Он поднял свою двустволку и выпалил в первого «похитителя», молодого кафра, который оказался старшим сыном и наследником вождя местного племени. Стрелял он едва ли не в упор и убил несчастного на месте. Второй кафр выпустил поводья лошади и кинулся бежать, спасая свою жизнь. Леблан выстрелил снова – и легко ранил беглеца в бедро; так или иначе тому удалось ускользнуть, он вернулся домой и поведал сородичам эту историю, которую в округе сочли жестоким и преднамеренным убийством. Что касается пьяницы-француза, тот взгромоздился на свою старую кобылу и неспешно поехал обратно на ферму.

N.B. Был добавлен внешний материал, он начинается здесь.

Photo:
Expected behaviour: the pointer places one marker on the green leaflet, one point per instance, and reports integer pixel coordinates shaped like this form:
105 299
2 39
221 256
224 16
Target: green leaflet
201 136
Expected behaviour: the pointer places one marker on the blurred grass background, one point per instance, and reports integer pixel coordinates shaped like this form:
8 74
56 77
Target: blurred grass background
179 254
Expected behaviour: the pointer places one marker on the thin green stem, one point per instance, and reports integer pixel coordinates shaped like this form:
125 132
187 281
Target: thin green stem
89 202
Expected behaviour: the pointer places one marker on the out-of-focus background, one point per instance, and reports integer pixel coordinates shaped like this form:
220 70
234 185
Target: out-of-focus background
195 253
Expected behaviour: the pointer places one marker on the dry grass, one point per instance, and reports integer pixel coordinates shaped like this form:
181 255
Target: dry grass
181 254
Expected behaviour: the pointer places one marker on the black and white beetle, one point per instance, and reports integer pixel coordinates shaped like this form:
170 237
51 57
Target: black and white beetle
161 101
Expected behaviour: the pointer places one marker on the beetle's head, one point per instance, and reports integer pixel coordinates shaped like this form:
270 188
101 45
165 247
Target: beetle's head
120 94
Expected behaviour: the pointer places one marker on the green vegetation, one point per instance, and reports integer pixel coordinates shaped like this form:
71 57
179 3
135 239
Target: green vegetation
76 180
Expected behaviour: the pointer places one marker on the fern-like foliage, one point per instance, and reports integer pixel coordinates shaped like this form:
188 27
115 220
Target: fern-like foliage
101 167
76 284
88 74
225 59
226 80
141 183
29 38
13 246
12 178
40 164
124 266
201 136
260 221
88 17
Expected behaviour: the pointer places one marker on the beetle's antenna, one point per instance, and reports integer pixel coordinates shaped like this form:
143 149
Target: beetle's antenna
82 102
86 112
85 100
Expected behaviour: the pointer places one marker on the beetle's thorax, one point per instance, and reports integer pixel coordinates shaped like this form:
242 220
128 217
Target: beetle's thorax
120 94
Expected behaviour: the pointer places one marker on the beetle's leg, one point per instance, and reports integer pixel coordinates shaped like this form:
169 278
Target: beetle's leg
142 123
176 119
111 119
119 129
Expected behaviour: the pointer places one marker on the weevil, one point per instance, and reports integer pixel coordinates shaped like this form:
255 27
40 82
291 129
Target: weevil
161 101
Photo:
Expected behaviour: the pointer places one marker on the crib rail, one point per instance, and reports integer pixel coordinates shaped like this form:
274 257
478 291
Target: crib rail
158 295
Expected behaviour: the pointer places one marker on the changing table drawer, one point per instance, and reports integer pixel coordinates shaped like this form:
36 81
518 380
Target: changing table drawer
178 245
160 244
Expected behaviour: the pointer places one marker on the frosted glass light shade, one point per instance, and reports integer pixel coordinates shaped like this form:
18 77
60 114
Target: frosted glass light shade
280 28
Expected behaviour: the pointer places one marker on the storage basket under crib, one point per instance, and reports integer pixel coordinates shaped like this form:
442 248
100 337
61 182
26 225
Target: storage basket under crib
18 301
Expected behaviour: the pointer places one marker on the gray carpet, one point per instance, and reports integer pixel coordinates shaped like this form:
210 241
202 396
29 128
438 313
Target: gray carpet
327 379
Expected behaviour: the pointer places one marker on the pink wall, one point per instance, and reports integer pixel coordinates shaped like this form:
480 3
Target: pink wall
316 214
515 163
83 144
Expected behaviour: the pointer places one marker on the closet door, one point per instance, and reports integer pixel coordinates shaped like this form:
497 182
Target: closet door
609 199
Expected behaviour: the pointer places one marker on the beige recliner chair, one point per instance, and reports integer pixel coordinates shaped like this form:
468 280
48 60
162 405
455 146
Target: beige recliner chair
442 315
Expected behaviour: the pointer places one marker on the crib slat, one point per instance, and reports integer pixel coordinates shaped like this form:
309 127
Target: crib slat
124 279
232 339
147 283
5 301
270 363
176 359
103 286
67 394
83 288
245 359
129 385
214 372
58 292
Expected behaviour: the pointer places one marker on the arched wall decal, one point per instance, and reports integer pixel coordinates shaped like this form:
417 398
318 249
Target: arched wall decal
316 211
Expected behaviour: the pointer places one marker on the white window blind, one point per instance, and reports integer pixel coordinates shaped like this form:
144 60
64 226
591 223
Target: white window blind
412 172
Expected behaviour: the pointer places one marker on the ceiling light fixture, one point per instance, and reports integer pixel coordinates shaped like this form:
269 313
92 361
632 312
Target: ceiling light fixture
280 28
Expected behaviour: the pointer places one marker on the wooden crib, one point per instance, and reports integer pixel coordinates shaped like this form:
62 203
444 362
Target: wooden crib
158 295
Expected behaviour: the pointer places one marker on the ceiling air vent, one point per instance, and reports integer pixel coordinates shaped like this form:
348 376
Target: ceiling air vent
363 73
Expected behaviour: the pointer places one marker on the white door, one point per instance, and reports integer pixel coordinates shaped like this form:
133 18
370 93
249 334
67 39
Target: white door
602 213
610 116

По дороге пары спиртного развеялись, он стал терзаться сомнениями, а потому решил ни о чем не рассказывать Анри Марэ, который, как хорошо знал мсье Леблан, всячески избегал ссор с местными кафрами.
Этому решению Леблан и последовал, по приезде завалившись спать. На следующее утро, еще до того как француз проснулся, ни о чем не подозревавший хеер Марэ уехал на соседнюю ферму, милях в тридцати от его собственной, чтобы расплатиться с ее владельцем за недавно приобретенный скот, и оставил дом и дочь без защиты – на ферме были лишь Леблан и несколько слуг-туземцев, фактически рабов.
Вечером я улегся в постель в обычное время, а спал я всю жизнь как бревно. Около четырех часов утра меня разбудил стук в окно. Приподнявшись на кровати, я нашарил в темноте свой пистолет, подкрался к окну и, держа голову ниже подоконника, чтобы незваный гость не мог нанести удар ассегаем, тихо спросил, кто там и что нужно.
– Это я, баас! – ответил готтентот Ханс, слуга, который, напомню, сопровождал меня в мою первую поездку в Марэфонтейн. – У меня дурные новости. Слушай меня, баас. Я уходил искать рыжую корову, что сбежала. Я нашел ее и заснул рядом с нею под деревом среди вельда. А два часа назад знакомая женщина пришла к моему костру и разбудила меня. Я спросил, что она делает в вельде среди ночи, и она ответила, что пришла кое о чем мне рассказать. Оказалось, молодые воины из племени вождя Кваби, что живет вон в тех холмах, гостили у них в краале, а вечером прибежал гонец и велел им немедля возвращаться, потому что сегодня на рассвете племя нападет на Марэфонтейн и убьет всех, пощадит только скот.
– Великие Небеса! – вскричал я. – За что?
– За то, молодой баас, – отвечал мне готтентот с другой стороны окна, – что кто-то из Марэфонтейна убил в воскресенье сына Кваби за кражу лошади. Думаю, это был Стервятник. – (Так туземцы прозвали Леблана за его лысую макушку и нос с горбинкой.)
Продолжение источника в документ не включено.